Q: where would you say you have seen the most change in YOUR views on climate change as more evidence has stacked up?
A: Back in the 1980s, I did not feel there was enough evidence to warrant much concern about climate change. But great advances in paleoclimate, analysis of in-situ and satellite observations, my own acquisition of some basic understanding of climate physics and, yes, climate models have all added up to very compelling evidence that we are changing climate and engendering serious risks in doing so.
Q: Does the data you are seeing suggest that everything..
A: It is a great human temptation to attribute just about everything to the cause-du-jour. I remember when, in the 1980s. everything under the sun was blamed on El Nino. But we have to stand back, fight that temptation, and look at the data. This says that precipitation extremes are likely to increase (and there is some evidence that they have, in some places), and that heat waves will become more common and cold waves less so. We think hurricanes might become more intense, but we do not know much about how many other phenomena — such as tornadoes and hailstorms — might be affected by climate change.

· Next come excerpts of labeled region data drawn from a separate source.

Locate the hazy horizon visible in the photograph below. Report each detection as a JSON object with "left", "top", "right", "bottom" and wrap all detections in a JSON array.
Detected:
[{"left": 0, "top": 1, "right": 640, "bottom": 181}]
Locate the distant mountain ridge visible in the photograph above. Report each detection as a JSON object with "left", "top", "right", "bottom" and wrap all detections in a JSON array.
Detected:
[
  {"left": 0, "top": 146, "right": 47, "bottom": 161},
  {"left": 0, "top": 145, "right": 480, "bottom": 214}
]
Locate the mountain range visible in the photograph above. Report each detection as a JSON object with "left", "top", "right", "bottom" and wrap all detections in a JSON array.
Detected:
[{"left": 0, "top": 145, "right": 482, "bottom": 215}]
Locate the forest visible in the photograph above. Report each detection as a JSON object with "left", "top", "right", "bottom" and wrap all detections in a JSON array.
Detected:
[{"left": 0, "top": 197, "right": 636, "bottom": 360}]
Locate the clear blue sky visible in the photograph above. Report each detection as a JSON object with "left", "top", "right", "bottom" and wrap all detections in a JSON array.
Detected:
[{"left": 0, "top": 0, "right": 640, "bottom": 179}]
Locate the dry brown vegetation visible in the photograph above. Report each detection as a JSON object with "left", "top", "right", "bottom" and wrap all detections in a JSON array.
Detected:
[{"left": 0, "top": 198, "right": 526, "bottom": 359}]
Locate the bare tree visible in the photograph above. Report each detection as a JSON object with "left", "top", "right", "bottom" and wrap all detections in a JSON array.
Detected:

Q: To what extent was the severity of Hurricane Katrina affected by AGW?
A: It is virtually impossible to attribute any one event in a chaotic system to any particular cause. We can say that had that exact same storm followed that exact same track, with exactly the same environmental winds but through the thermodynamic environment of the 1980s, its winds would have been perhaps 20 MPH less. But that is a very restricted statement.
Unfortunately, like energy policy, climate policy depends upon the ability to understand long term risk – to evaluate and choose amongst imperfect options. That’s just the way it is.